Após analisarem se os pais têm ou não condições de cumprir com o estipulado, o trabalho pode passar por disponibilizar à família terapia familiar, consultas de especialidade, apoio social, entre outros.

O mais importante, considera Fernanda Alves, é perceber o problema e quais as suas causas. “Regra geral temos conseguido sempre que as famílias encontrem condições de manter as suas crianças”, assume com orgulho a presidente da CPCJ do Entroncamento, que tem cerca de 100 casos em mãos.

Quando isso não acontece e a criança continua em perigo a situação passa mesmo pela retirada, processo da responsabilidade do Ministério Público. “Mas isto só acontece em casos de extrema gravidade”, garante.

“Os pais amam os filhos à maneira deles”

Assumir que uma família não tem condições para ficar com a criança levando à institucionalização da mesma é uma situação complicada também para os gestores que acompanham o caso. Quem lida diariamente com estas famílias afirma existirem situações em que há amor de pais para filhos. “Eles amam os filhos, à maneira deles. Mas colocam-nos em situações de perigo. A retirada de crianças não agrada a ninguém mas por vezes é o melhor para todos”, assume a presidente que salienta a importância de, durante os processos, expor a criança apenas ao essencial.

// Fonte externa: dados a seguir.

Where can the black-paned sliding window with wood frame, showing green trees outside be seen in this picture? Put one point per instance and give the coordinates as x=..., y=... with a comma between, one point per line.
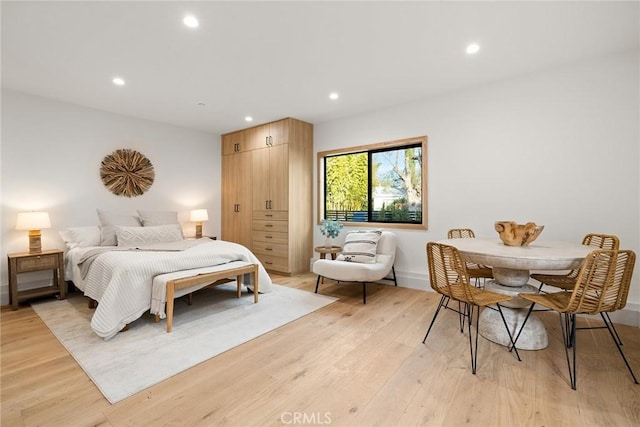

Em todas as situações a CPCJ tenta manter uma relação de proximidade com as famílias e com a comunidade em geral, considerando que só assim é possível fazer um bom trabalho. “De forma geral as famílias aceitam o nosso trabalho e temos uma boa relação com a comunidade. Eles dão por nós”, refere Fernanda Alves que confessa que o melhor caminho, por vezes, é chegar aos pais através das crianças.

“Espero que cada vez menos a polícia tenha de ser envolvida”

Fernanda Alves tem 58 anos e é natural do Pego, concelho de Abrantes Professora de Educação Especial de formação, foi como representante da Assembleia Municipal do Entroncamento que chegou até à Comissão de Protecção de Crianças e Jovens (CPCJ), em 2014, pois é secretária da mesa da assembleia municipal. Em 2020 foi eleita presidente da organização para um mandato de três anos.

Confessa ser necessário ter algum sangue frio para tratar certas situações. Não lhe agrada saber que uma criança foi retirada à família, muito menos quando isso acontece de forma mais brusca. “Espero que cada vez menos a polícia tenha de ser envolvida nestas situações, ou que haja formação nesse sentido”, assume. Para Fernanda Alves, no mundo perfeito não existiriam organizações como a CPCJ, “pois seria sinal que todas as crianças eram respeitadas”.